- Born: 1568 Syracuse, Kingdom of Sicily
- Died: 7 September 1650 (aged 81–82) Rome, Papal States
- Resting place: San Benedetto in Piscinula
- Occupation: Religious, scholar, historian
- Family: Ottavio Gaetani

= Constantino Cajetan =

Benedictine scholar

Constantino Cajetan (1560 in Syracuse, Sicily - 17 September 1650 in Rome) was a Benedictine scholar.

==Life==
Although his brothers, Ottavio and Alfonso, joined the Society of Jesus, Constantino became a Benedictine (29 October 1586) at San Nicolò d'Arena in Catania. He was soon called to Rome by Pope Clement VIII, who confided to the promising young scholar an edition of the works of St. Peter Damian, which he executed in four folio volumes (Rome, 1606 et saep.). His constant and successful researches in Roman archives won him the friendship of Cardinal Baronius, through whom he was made titular Abbot of San Baronzio in the Diocese of Pistoia, and custodian of the Vatican Library. The latter important office he held under four popes until his death. Baronius was indebted to him in the composition of his Annales Ecclesiastici, and praised Cajetan's knowledge of the Roman archives.

==Works==
He wrote on ecclesiastical history; the long list of his writings may be seen in Magnoald Ziegelbauer. Among them are a life of the liturgist, St. Amalarius of Trier (Rome, 1612), annotated lives of St. Isadore of Seville, St. Ildephoses of Toledo, Cardinal Gregory of Ostia, notes on the life of St. Anselm, an annotated edition of the Vita Gelasii II by Pandolfo of Pisa, treatises on the primacy and the Roman episcopate of St. Peter. He was persuaded that St. Gregory the Great was a genuine disciple of St. Benedict, and wrote in defense of this thesis De S. Gregorii monachatu benedictino libri duo (Salzburg, 1620). The authorship of the Imitation of Christ interested him also, and he several times supported the Benedictine Jean Gerson.

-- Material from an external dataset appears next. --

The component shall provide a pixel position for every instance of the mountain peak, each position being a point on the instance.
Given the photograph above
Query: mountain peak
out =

His ardor for the glory of the Benedictine Order troubled his judgment occasionally, says Father Hurter, e.g. when he claimed for it such persons as St. Columbanus of Bobbio, St. Thomas Aquinas, St. Francis of Assisi, St. Ignatius Loyola. He inaugurated the controversy concerning the authorship of the work known as the Spiritual Exercises of St. Ignatius by his book De religiosâ S. Ignatii, sive S. Enneconis fundatoris soc. Jesu per Benedictinos institutione, deque libello exercitiorum ejusdem ab Exercitatorio Cisnerii desumpto (Venice, 1641), in which he claimed priority for the Exercitatorium Spirituale of Garcias de Cisneros, Benedictine Abbot of Santa Maria de Montserrat (1455–1510). Both this work and the Achates, or reply of Giovanni Rho, S.J., were placed on the Index of Forbidden Books in 1646.

==Legacy==
Cajetan was a collector of books, and at his death left his fortune to the Bibliotheca Aniciana, founded by him in honor of the family of St. Gregory the Great (Gens Anicia); the books have since been divided between the Propaganda Library and that of the Sapienza, or Roman University. To many his chief title to fame will rest on his claim to be considered the first promoter, if not the founder, of the Propaganda College at Rome. He had long hoped to found at Rome a Collegium Gregorianum de propagandâ fide, in which young Benedictines might be trained for foreign missions, after the spirit and teachings of St. Gregory the Great, Apostle of the Anglo-Saxons. He really opened a house of studies for this purpose in the monastery of San Benedetto in Piscinula at Rome, and this may be looked on as historically the germ of Propaganda. His idea was taken up seriously by Pope Gregory XV (1621–23), who enlarged and modified until it took shape as the "Collegium [later Urbanum] de propagandâ fide". The pioneer labors of Cajetan received due recognition by his nomination as first consultor of the new college.